Primary schools dump ‘predictable’ picture books as reading tools
Clayton South Primary principal Greg Clement wasn’t happy with the books his school used to teach children to read.
Filled with predictable and repetitive text, the books had matching pictures that the children could use to guess many of the words.
Clayton South Primary students Jay Rose Garcia and Sienna Thea are learning to read using systematic synthetic phonics. Credit:Joe Armao
Though they were standard in most Victorian primary schools, Mr Clement feared the books were papering over many students’ literacy struggles, especially those from a non-English-speaking background.
“We were just finding so many kids were being left behind; the same ones every year,” he said.
So he got rid of the books during lockdown last year and replaced them with about $15,000 worth of new readers – a large expense for a small state school with just over 100 students.
“We chucked them out,” Mr Clement said. “The previous books we sent home were called predictable texts and you basically had to look at the picture and guess what was on the page. A sentence might say, ‘The hippopotamus jumped in the lake,’ and there is a picture of that.”
Clayton South is one of a small but growing group of Victorian schools that are rejecting conventional “balanced literacy” techniques, where children learn to read using whole words, in favour of synthetic phonics, where they are taught to read using the 44 sounds in the English language and the letter combinations that make them.
Clayton South Primary principal Greg Clement has introduced a new method of teaching students to read. Credit:Joe Armao
Clayton South’s rejection of “visual memory” as a literacy tool in the early years is mirrored in the draft Australian curriculum, released this month, which deleted reference to visual memory as a technique in year 1.
Jennifer Buckingham, director of strategy at literacy program MultiLit, said it was good that visual memory had been cut from the draft curriculum, arguing its removal “signifies that is not a good way to remember what words are”.
But she said the curriculum authority had missed other opportunities to ditch predictable readers from school content.

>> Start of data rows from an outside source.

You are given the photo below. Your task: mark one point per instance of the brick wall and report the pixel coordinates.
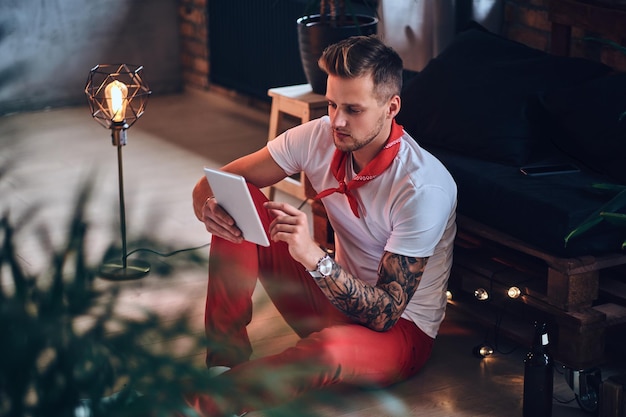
(194, 43)
(525, 21)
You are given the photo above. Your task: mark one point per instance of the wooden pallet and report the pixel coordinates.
(565, 292)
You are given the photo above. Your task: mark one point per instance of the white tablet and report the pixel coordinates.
(231, 192)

“It sets up a reading habit in kids where, instead of decoding unfamiliar words using the knowledge of letter-sound correspondences, they look at the picture,” Ms Buckingham said.

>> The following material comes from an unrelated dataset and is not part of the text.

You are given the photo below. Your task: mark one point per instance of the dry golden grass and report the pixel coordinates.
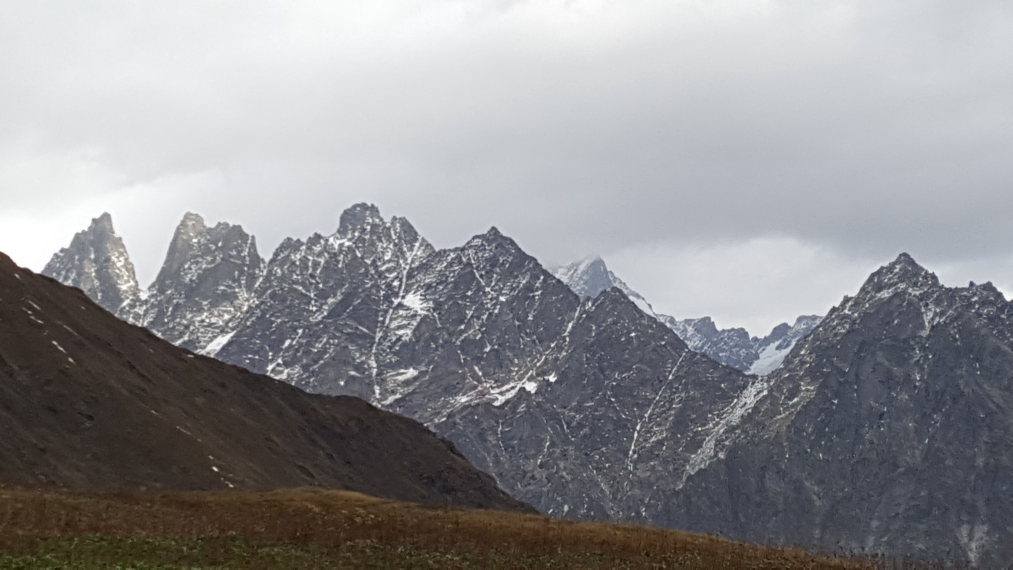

Australian Curriculum, Assessment and Reporting Authority chief David de Carvalho said the new English curriculum placed significant emphasis on systematic phonics instruction for learning to read, but said teachers should match it with the needs of their students.
“The proposed curriculum allows teachers to choose a range of texts to develop students’ decoding, comprehension, vocabulary and fluency and importantly to foster enjoyment in reading and an appreciation of literature,” he said.

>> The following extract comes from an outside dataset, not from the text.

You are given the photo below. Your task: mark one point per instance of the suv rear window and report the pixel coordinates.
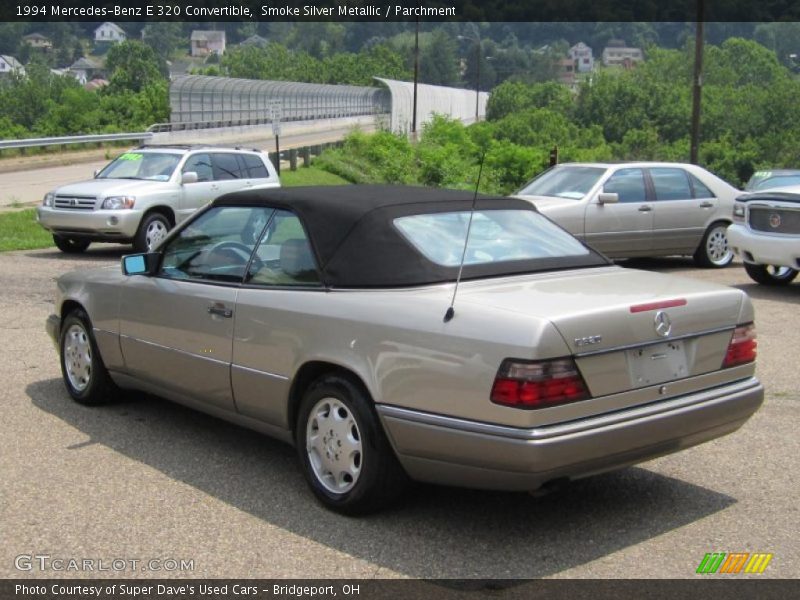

Jordana Hunter, school education program director at the Grattan Institute, said the “reading wars” had stood in the way of following the evidence on best practice on reading instruction.
“It can make it seem like teachers have to choose between phonics or using rich literature in quality stories in their classrooms,” she said.
“Of course teachers can and should use both. Teaching phonics systematically from day one, and giving students plenty of opportunity to practise with decodable readers, gets children up and reading on their own quickly.
“At the same time, sharing rich stories in the classroom with the whole class introduces students to the beauty and excitement of literature and expands vocabulary and understanding.”
The NSW government committed in 2018 to give state schools $50 per prep child to spend on decodable readers.